Protecting paths in macro expansions by extending UTF-8

CJefferson · 2024-03-05T12:01:58 1709640118

This article seems to assume paths will be valid UTF-8, which isn't true on either Linux certainly, and Windows as far as I know.

of course we could say "paths must be valid UTF-8 for this program to work" (quite a few Rust programs do require this, as they store paths in standard Rust strings, which themselves must be valid UTF-8), but if your concern is dodgy paths breaking things, you probably need to check for that somewhere?

tialaramex · 2024-03-05T13:15:24 1709644524

Yes, in Windows the actual implementation requires that paths consist of sequences of 16-bit values, and those values have some constraints, but the constraints don't include requiring that they're valid UTF-16, and so they aren't necessarily valid Unicode text, and so there may be no UTF-8 representation. In Unix they're just bytes and the bytes may not be UTF-8.

In Rust terms what Windows is doing is basically [u16] and what Unix does is basically [u8] and neither of these is necessarily meaningful human text.

Internally Rust's OsString is probably like the hack in this blog post, all valid UTF-8 is just stored as UTF-8 which means everything else must be using the byte values which aren't needed in UTF-8. But Rust is explicit that this is opaque and not guaranteed to stay the same across compiler or library versions.

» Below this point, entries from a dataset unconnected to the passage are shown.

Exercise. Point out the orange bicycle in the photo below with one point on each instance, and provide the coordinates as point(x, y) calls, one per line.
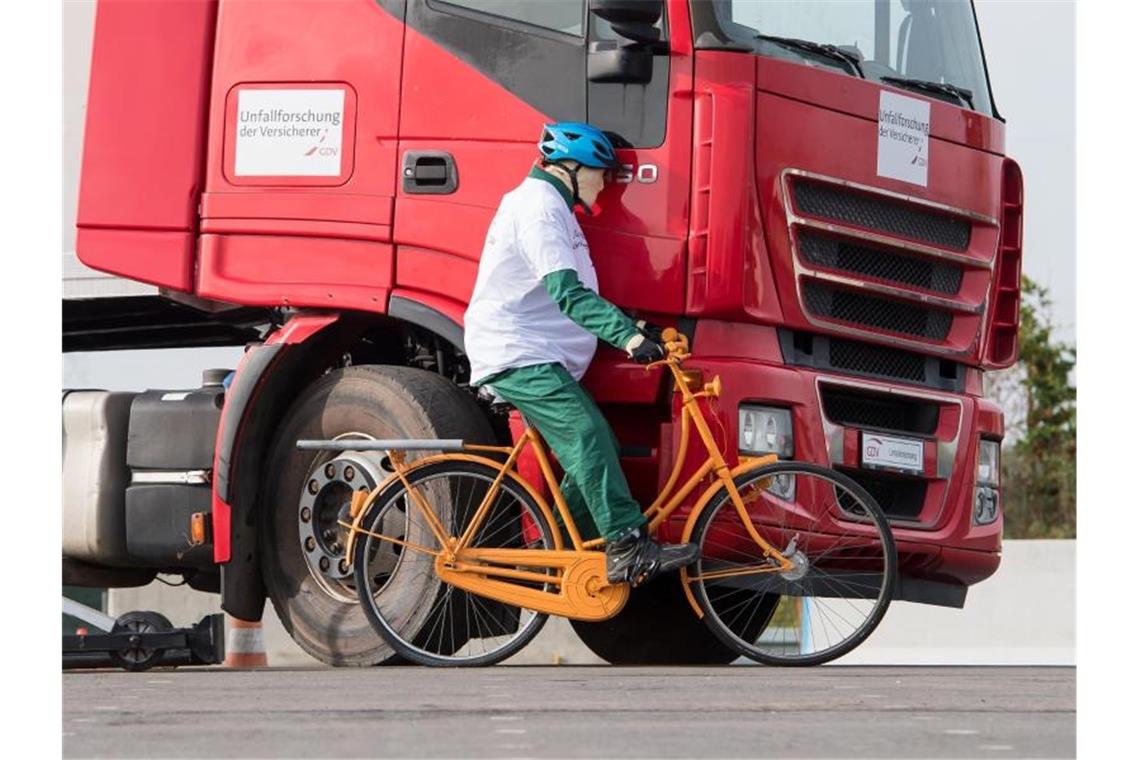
point(797, 563)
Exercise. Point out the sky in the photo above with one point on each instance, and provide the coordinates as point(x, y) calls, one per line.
point(1032, 71)
point(1031, 52)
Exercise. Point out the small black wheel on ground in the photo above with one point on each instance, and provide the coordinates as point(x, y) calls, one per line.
point(137, 656)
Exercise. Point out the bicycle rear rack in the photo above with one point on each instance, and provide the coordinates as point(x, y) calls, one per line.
point(383, 444)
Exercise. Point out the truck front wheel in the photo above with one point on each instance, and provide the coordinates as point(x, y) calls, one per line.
point(307, 493)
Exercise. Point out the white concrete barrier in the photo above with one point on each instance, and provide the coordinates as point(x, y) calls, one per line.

account42 · 2024-03-05T14:48:11 1709650091

Afaik Rust (currently) uses WTF-8 [0] to store Windows (WTF-16) strings which is a very useful encoding if you need to deal with such strings in your programs written in other languages as well. The conversion is essentially the same as UTF-16 -> to UTF-8 except you interpret unmatched surrogate pairs as (reserved) Unicode values with the same value and encode those to UTF-8 as you would any other Unicode value. So this doesn't use exactly the same trick as TFA - instead of using invalid UTF-8 encodings it uses "normal" UTF-8 encodings of invalid Unicode values (specifically exactly those that were reserved when extending UCS-2 to UTF-16). Or in other words, WTF-16 <-> WTF-8 conversion is the same as UTF-16 <-> UTF-8 conversion but without (some of) the error handling.

[0] https://simonsapin.github.io/wtf-8/

ekimekim · 2024-03-05T17:22:06 1709659326

What unix does is closer to [NonZeroU8] which is actually very helpful as can be seen in shell commands like find -print0 | xargs -0, since a NUL character is guarenteed to not be part of the actual arguments. You could do the same here, but I suspect the program in question does not support NUL characters in their strings for the same reason unix doesn't (because that's what C does).

tialaramex · 2024-03-06T13:56:28 1709733388

A good observation, I'd forgotten NonZeroU8 is a standard library type. I suspect (but haven't verified) Windows likewise requires [NonZeroU16]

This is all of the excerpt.